Camera Capsule Endoscopy in the Routine Diagnostic Pathway for Colorectal Diseases (DanCap)

The Department of Surgery at Odense University Hospital (OUH) carries out approximately 10,000 colonoscopies each year, and this number is continuously increasing. Since 2014, the screening for colorectal cancer (CRC) has resulted in a significant increase in the colonoscopy workload. Conventional colonoscopy (CC) is a hospital-based procedure that can require sedation or analgesics and is often considered uncomfortable, intimidating, or even painful. The diagnostic yield of CC can be as low as 3-5% in some patient groups, which means that an endoscopist may need to perform 20 to 30 colonoscopies to identify one case requiring treatment. Physical or cultural barriers can also deter patients from attending appointments, leading to missed cancers or precancerous lesions. To address these challenges, an alternative pathway is needed to reduce the colonoscopy burden on the healthcare system while ensuring fewer findings are missed.

One solution is to use Colon Capsule Endoscopy (CCE) as a triage tool. This procedure can be performed in outpatient healthcare centers and requires less equipment than an CC. However, CCE offers no therapeutic capability, and individuals with clinically significant findings will still require an CC. A low reinvestigation rate (<25%-30%) is desirable for patient preference and the economy.

Therefore, DanCap will introduce a new pathway that relies on CCE for routine colorectal examinations of symptomatic patients who are expected to have a low rate of positive findings and, consequently, a low reinvestigation rate, and asses the cost of this new pathway.

Study Overview

• Status: Recruiting
• Conditions: Colorectal Cancer
• Intervention / Treatment: Diagnostic test: CCE arm; Diagnostic test: CC arm

Detailed Description

As the sensitivity of CC and CCE is constantly increasing and progressively smaller-size pathologies are detected, the association between detected lesions and patients short- and long-term outcomes is becoming more uncertain. In some cases, such as with the resection of diminutive polyps, the number needed to treat to save one person (approx. 8.000) is very close to the number needed to cause one procedure-related death (10.000). Therefore, there is an increasing need to filter CC candidates and define a realistic threshold for treating or ignoring lesions.

The DanCap study fulfils this need by introducing a renewed approach to the diagnostic pathways using CCE. This approach offers out-of-hospital, accurate bowel diagnostics that allow for the decongestion of endoscopic services, as seen in the UK. It has an upscaling potential for national and international redesign of bowel diagnostics. Several clinical trials have demonstrated the strengths and weaknesses of CCE as compared to CC. The Scottish and English Services have shown the feasibility of routine use of CCE and the CCE-based services confirmed already known data with real-world equivalents regarding CCE's safety and high diagnostic quality. However, there are remaining concerns, primarily due to the high (45-60%) re-investigation rate, which makes the patient experience and cost-efficiency of CCE-based services inferior to that of the conventional CC counterpart. Based on these recent findings, setting up a routine diagnostic pathway for further evaluation of CCE in the clinical routine of patients with a low frequency of positive findings, including cost-efficiency assessment, is highly relevant.

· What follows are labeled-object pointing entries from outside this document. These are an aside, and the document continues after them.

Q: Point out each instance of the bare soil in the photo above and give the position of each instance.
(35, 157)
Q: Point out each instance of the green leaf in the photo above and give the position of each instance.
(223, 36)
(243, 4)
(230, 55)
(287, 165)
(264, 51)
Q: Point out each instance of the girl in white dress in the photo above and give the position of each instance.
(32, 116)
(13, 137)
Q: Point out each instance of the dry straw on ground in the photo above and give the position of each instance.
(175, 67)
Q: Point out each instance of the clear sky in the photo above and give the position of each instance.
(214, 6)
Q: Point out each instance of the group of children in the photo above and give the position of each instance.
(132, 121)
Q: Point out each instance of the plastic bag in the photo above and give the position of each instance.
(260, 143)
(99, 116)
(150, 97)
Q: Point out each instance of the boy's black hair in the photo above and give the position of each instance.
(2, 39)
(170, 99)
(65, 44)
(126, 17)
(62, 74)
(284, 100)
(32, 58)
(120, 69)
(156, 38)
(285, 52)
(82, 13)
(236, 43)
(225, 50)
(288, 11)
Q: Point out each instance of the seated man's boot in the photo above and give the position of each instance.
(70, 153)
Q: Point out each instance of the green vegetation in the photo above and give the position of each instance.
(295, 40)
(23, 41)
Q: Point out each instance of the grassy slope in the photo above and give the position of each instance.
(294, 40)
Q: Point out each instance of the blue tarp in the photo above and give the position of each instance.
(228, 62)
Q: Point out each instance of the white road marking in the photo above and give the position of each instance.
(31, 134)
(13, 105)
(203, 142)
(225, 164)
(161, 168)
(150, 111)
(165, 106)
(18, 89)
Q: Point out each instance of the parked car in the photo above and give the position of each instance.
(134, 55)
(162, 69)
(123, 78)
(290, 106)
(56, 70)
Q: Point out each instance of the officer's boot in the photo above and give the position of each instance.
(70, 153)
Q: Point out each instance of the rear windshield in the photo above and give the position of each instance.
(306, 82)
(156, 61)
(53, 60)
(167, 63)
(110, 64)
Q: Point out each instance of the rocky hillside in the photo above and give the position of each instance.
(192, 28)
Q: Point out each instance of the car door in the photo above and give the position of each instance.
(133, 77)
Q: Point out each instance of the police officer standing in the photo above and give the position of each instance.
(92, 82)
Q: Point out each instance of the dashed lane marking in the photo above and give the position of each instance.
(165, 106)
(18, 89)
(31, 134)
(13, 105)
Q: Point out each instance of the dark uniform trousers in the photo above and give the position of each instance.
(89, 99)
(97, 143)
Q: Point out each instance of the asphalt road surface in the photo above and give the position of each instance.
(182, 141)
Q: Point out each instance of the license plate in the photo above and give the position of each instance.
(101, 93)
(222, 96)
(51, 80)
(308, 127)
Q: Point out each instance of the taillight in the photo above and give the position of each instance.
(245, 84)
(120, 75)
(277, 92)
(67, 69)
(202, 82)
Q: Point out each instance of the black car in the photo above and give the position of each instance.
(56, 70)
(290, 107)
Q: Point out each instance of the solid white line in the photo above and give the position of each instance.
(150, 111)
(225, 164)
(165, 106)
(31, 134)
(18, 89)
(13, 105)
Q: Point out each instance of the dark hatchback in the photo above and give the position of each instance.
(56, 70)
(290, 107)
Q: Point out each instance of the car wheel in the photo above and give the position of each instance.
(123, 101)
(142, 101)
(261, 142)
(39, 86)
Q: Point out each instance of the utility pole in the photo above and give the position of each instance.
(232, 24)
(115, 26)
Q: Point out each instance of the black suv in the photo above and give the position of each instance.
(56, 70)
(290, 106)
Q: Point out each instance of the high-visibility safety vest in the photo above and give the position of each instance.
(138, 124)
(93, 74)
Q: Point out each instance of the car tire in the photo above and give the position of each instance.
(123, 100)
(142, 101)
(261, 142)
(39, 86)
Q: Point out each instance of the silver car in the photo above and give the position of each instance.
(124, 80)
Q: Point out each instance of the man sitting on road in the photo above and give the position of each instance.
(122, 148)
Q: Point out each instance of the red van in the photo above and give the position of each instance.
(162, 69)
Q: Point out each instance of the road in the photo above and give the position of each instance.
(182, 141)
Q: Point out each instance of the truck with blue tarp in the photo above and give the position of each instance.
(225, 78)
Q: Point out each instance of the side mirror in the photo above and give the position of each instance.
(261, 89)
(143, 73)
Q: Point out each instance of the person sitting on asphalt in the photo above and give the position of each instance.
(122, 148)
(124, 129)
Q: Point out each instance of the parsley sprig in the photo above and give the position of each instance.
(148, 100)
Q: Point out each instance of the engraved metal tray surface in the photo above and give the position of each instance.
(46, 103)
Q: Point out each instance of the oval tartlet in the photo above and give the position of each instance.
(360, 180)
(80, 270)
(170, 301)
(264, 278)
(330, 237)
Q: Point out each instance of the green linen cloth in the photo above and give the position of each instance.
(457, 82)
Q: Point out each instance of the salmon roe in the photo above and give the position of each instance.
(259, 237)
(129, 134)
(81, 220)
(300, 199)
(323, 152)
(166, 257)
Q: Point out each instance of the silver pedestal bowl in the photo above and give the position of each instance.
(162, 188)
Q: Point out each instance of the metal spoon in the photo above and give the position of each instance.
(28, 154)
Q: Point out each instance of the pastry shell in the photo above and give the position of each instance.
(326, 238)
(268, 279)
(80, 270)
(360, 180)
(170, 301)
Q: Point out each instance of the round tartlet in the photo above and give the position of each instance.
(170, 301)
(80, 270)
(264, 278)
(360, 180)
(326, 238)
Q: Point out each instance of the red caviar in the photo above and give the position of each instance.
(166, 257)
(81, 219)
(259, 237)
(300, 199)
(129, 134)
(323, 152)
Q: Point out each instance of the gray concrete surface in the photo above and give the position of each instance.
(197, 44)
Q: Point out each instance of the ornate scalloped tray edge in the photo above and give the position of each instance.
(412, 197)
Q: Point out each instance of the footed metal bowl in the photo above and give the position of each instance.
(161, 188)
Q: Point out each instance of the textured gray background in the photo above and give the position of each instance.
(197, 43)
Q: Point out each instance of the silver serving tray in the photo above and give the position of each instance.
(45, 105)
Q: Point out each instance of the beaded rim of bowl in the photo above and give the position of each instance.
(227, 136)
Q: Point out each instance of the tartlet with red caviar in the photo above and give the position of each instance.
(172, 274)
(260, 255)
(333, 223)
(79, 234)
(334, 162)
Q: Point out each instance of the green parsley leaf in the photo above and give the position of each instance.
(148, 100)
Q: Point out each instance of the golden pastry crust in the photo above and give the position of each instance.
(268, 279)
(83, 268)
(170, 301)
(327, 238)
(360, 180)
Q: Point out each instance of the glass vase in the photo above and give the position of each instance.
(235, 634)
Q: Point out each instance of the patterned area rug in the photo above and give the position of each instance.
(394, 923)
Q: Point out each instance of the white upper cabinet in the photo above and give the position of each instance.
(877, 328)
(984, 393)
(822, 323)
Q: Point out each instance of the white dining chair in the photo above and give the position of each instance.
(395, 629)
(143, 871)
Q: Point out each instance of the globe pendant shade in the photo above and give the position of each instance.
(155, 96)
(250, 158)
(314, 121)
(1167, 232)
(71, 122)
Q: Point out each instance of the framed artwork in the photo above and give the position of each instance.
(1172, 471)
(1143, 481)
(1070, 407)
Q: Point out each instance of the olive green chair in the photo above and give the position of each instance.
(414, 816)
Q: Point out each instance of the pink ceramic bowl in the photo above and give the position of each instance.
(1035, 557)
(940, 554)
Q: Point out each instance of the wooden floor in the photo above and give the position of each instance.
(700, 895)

Here, introducing methods to predict a patient's findings may be extra relevant in the future. Currently, studies suggest that the use of faecal haemoglobin concentration or the microbiome composition may be useful biomarkers for colorectal cancer or precursor lesions. The predictive potential of these biomarkers in a diagnostic pathway has yet to be sufficiently tested, and more evidence is needed before clinical application is possible.

Our study aims to investigate the DanCap pathway as a viable solution for CCE-based diagnostics in symptomatic patients, considered to have a high need for endoscopic evaluation due to the symptoms compatible with neoplastic disease, as referred from general practice (GP). This approach is expected to be cost-effective and maintain high clinical quality while relieving the burden on endoscopy wards in a Danish setting.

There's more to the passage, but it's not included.